Many years ago, I was working with a consulting company that focused on planning services for county and state criminal justice agencies. I used to joke that I never went to juvenile hall until I was 40, and then I went every week.
Anyway, I got a kind of harsh introduction to the work when I was sent to a rural county to do some analysis of how many kids got what kind of adjudication (we don’t say sentencing in juvenile justice, but that’s what it means; there was no glossary for that work, either), their age at first offense, numbers with multiple offenses, length of stay, and so on. I had a day and a half to go through their archives and learn all that.
When I arrived at the probation department, they knew why I was there and what I wanted, and a helpful man led me to a tiny, windowless, sage-green, cinderblock room. And in that room, there were a) a table, b) a chair, and c) a rolling cart heaped with file folders. “Let me know when you’re ready for the next batch,” he said, and departed.
And each folder contained between twenty and two hundred sheets of paper, of different colors and different sizes, each recording a specific interaction between some kid and the police, the courts, the probation department, the juvenile detention or commitment center he’d been referred do. They were randomly ordered, each new contact adding a layer like paint over paint over paint. And there was absolutely no way, in a day and a half, to make meaningful order of three hundred of these.
You, too, whether a graduate student or a job candidate or a faculty member or a contingent hire, are a file folder somewhere. And when some interested researcher arrives on the scene and says “what proportion of your teaching is done by adjuncts, in each department?”, some helpful person will shrug and lead you to a file cabinet of incommensurate records and tell you you’re free to have a look.
Institutional recordkeeping is not designed with investigation in mind. It’s created as storage, as archive, as the ability to deal meaningfully with the individual case rather than to look for pattern. Research recordkeeping, on the other hand, is all about revealing the overall pattern, at an enormous loss of detail about the individual. The check-box choices can be tabulated; the comments in the margins cannot, and are lost.
This competing interest explains some of why we don’t have very good pattern awareness across higher ed. It’s just hard to find out what job placement rates are for doctoral programs, especially since each institution has its own idiosyncratic recordkeeping system and vocabulary. There’s a lot of talk about the growth of administrators as a percent of college employment, but what does that term “administrator” even mean? Does that include the accountant in the accounts payable office? Does that include the facilities management people? Does that include campus security? Every college will classify their staff a little differently, use different local terms. And every college has made the transition from carbon paper and typewriters to (probably more than one generation of) electronic records management.

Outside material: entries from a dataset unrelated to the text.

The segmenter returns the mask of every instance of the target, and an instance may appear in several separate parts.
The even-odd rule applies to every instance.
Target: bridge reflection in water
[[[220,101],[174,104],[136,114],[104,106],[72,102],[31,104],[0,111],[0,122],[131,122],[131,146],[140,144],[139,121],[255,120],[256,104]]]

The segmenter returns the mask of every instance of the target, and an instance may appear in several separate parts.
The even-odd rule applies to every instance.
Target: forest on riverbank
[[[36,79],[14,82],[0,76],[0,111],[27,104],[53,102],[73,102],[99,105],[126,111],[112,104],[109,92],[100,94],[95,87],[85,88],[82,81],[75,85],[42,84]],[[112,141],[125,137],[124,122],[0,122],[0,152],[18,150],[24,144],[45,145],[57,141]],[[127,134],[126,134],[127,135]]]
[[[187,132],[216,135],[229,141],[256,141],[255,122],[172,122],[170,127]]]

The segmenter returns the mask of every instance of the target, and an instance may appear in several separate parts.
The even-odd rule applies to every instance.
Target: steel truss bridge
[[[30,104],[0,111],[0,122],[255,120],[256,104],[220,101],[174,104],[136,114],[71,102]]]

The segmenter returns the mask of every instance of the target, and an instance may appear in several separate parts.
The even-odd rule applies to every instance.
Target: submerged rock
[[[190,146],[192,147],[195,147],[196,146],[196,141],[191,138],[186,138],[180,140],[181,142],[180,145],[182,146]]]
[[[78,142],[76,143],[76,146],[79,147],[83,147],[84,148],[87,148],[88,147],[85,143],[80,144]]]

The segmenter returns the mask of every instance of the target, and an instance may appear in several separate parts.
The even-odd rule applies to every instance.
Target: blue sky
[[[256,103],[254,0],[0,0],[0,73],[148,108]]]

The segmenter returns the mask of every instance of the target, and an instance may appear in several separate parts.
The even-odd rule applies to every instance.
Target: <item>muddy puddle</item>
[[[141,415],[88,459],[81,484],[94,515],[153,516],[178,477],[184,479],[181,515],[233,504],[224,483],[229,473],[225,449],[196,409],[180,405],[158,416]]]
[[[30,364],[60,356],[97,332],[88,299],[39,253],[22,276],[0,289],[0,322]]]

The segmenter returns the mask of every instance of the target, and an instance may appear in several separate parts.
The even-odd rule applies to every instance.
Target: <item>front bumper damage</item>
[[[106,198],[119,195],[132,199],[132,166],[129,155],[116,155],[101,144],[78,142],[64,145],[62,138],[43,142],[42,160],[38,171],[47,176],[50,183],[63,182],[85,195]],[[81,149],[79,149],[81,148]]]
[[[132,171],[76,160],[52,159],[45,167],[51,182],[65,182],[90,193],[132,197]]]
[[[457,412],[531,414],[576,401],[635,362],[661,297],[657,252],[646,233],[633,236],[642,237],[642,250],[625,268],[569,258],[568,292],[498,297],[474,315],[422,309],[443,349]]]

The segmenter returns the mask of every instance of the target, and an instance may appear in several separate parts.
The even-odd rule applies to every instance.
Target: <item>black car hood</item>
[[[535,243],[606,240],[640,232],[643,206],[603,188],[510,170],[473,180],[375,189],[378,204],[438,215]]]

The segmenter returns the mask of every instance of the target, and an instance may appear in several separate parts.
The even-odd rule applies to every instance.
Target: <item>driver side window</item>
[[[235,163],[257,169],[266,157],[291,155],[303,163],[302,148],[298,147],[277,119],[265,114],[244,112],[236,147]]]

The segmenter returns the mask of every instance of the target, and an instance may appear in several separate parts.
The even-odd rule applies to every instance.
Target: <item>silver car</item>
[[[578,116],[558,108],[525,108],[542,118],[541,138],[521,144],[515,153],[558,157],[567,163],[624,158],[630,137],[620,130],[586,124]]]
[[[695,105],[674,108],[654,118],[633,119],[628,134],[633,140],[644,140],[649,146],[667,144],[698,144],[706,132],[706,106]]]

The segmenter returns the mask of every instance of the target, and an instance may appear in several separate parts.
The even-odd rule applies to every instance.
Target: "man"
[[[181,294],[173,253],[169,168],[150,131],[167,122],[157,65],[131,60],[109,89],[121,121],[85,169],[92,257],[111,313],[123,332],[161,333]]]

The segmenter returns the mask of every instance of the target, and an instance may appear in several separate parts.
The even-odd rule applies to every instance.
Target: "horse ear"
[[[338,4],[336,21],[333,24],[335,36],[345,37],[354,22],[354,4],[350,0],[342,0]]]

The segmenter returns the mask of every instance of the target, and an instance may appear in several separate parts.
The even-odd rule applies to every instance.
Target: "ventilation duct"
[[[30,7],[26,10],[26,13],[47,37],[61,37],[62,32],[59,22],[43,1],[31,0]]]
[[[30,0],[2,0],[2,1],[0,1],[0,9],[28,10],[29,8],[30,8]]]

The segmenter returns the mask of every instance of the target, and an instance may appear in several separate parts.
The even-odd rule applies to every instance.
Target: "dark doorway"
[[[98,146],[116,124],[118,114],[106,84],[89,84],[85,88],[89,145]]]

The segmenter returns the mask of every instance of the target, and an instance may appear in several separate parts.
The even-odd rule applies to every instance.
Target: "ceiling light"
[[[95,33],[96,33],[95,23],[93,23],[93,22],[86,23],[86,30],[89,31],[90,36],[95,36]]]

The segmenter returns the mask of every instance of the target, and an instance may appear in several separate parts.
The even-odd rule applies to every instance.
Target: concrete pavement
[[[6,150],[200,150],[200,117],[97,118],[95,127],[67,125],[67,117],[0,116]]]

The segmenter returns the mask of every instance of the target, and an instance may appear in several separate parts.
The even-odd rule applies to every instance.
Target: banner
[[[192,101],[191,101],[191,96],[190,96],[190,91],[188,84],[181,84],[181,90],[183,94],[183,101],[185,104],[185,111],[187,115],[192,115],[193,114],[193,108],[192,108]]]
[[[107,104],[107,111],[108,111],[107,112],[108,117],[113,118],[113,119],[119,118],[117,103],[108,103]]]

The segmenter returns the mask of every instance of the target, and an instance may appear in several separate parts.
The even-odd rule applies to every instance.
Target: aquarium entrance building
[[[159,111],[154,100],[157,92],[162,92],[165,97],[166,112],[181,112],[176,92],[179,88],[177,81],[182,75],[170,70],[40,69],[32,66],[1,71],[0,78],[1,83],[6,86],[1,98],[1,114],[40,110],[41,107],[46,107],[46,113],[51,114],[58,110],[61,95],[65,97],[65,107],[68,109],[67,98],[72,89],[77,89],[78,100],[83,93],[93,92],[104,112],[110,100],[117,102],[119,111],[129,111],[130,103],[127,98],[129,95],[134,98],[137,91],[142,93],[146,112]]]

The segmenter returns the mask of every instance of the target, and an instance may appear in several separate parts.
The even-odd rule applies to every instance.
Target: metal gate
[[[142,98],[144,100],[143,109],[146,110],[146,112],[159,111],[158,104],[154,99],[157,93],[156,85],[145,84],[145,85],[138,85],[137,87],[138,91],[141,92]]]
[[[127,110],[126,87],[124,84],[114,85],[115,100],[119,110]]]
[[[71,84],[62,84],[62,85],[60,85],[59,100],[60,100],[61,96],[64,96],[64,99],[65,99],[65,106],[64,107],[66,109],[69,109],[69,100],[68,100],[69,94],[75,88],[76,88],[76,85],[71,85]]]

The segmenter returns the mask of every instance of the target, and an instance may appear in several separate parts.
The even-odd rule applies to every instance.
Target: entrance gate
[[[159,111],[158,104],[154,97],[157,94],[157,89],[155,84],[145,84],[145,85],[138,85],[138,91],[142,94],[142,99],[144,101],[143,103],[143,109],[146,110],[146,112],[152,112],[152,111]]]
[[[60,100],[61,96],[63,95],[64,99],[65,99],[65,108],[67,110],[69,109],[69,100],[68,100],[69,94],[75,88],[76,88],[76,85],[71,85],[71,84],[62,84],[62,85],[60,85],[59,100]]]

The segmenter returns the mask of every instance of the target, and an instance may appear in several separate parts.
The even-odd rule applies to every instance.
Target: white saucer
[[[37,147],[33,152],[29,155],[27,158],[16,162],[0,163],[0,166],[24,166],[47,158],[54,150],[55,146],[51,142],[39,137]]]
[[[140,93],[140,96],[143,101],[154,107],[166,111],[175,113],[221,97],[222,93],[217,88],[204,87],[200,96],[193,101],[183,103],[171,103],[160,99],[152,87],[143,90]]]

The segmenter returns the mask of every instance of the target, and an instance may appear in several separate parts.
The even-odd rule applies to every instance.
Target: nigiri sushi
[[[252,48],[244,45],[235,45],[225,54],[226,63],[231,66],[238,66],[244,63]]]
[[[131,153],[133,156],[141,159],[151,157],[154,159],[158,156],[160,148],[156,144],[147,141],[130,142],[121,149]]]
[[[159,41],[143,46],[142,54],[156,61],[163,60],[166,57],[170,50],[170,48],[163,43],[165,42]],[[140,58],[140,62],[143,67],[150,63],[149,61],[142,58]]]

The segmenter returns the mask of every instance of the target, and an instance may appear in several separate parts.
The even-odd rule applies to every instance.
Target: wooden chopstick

Part of any research study is the design and definition of recordkeeping. You decide up front what you’ll want to know and what you won’t, how you’re classifying and naming categories and why that matters. You recognize that millions and millions of things won’t enter your field of interest. But the recordkeeping of daily work is a pointillist portrait gallery in which innumerable tiny dots add up to an image of a specific person. The two functions do not serve one another’s purposes at all well.
So when we’re doing higher ed research, we have to know that the absence of large-pattern information isn’t necessarily a conspiracy of silence; it’s an artifact of millions of people trying to keep up with billions of interactions, each creating their own unique filing systems to do it.